この柱頭は、「窯の中の三人のユダヤ人」というテーマで、各面、同じ様子なんですけれども、ダニエル書に書かれたエピソードらしいです。「三人のユダヤ人の若者が断罪され、生きたまま焼かれるという刑を王から受けたが、祈りによって救われた。中央には天にも届く火があり、火の脇に、祈る若い殉教者のあげられた手がある。天はまるで劇場の幕が上がるように現れ、アーモンドや王冠を持った天使が、現れる。この世の試練に打ち勝って、神への信頼を守り抜いたものには、永遠の命が授けられる。スタイルが、サン・セルナンで活躍した石工のものに酷似しており、とすると、11世紀後半のものとなろう。」

なんだかんだ、ここは、サン・セルナンと共通するものがたくさんあるということらしいです。
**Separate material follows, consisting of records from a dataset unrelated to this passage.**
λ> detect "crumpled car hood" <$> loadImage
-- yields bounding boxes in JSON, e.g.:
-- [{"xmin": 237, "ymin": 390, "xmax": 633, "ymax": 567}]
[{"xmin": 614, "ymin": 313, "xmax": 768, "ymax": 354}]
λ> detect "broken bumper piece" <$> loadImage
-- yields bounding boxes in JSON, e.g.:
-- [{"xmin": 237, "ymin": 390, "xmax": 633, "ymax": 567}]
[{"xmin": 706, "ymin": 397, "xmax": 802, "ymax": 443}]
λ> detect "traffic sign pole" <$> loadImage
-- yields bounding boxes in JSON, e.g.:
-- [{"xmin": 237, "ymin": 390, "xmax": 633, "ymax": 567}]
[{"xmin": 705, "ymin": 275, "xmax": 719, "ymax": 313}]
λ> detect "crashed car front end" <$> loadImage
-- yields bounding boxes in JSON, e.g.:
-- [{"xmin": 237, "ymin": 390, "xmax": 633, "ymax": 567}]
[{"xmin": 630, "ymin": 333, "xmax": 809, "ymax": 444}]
前回紹介した角っこの使徒の彫り物も、その後、サン・セルナンの浮彫を確認したところ、確かにまったく同じタイプでした。石工や工房の共通なのか、その時その時代に流行していたモチーフや技術だったのか、さてね。モワサックとトゥールーズ、距離的にはかなり近いですから、同じ人たちが働いていた可能性は、いずれにしても相当高いと思われます。

はっ。
一生終わらないといったばかりなのに、また解説を読んでいました。
もうやめて、自分の印象だけ、つづります。本当に一生終わらなくなるので。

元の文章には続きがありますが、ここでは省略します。